Sejarah peraturan Pers di Jepang menjadi sangat ketat dapat didengarkan di sini.
Di Jepang sendiri, pemerintah menjadi pemegang kendali media dan berkuasa atas pekerjaan jurnalistik, bahkan menjadi peraturan yang paling kaku dan penyensoran yang paling ketat daripada negara lain.
Adanya kontrol pemerintah yang ketat, jurnalis tidak diizinkan untuk membahas masalah politik, terkecuali apabila sudah memiliki hubungan dengan pemerintah.
Pada UU yang diberlakukan pertama kali pada era Meiji, direvisi dan diperluas kembali tidak hanya berisi mengenai pemerintah mengatur pers, tetapi memegang kendali penuh terhadap semua majalah dan buku.
Terdapat obligasi sebagai jaminan kepada pemerintah apabila terjadi pelanggaran terhadap UU pers. Pelanggaran akan diberi sanksi, denda dan hukuman penjara. Pada tahun pertama perang, terdapat 453 surat kabar yang dilarang terbit dan salinannya disitaÂ
Adapula aturan lainnya, seperti tidak diizinkan menjadi penerbit/editor, perubahan pemilik/editor harus melapor dalam waktu maksimal tujuh hari setelah perubahan dilakukan, makalah yang tidak terbit dalam 100 hari berturut-turut harus diberhentikan, dan lain sebagainya (Martin, 1918, p. 17-20).

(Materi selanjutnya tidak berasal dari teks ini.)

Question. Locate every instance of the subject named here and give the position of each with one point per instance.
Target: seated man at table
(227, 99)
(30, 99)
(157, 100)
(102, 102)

Penjelasan lebih lanjut dapat dibaca melalui sumber aslinya di sini.
Para jurnalis yang bertugas sebagai perwakilan suara masyarakat Jepang, RUU yang mengatur jurnalisme dan kebebasan berekspresi masih dipertanyakan keberadaannya, seperti UU Perlindungan Data Pribadi dan UU Perlindungan Hak Asasi Manusia.
Pekerja media mengkritik "peraturan media" tersebut karena banyaknya penarikan UU yang dibuat kembali tanpa memasukkan unsur paling penting sehingga masyarakat lebih memilih untuk mementingkan keselamatan pribadi daripada kebebasan berekspresi (Ito, 2005, p. 57-58).
Pemerintah mengontrol pers pada proses pengumpulan berita, di mana jurnalis yang ingin mengumpulkan informasi haruslah menjadi bagian dari keanggotaan bona fine news organizations, dengan begitu mereka memiliki hak untuk bergabung dengan klub reporter.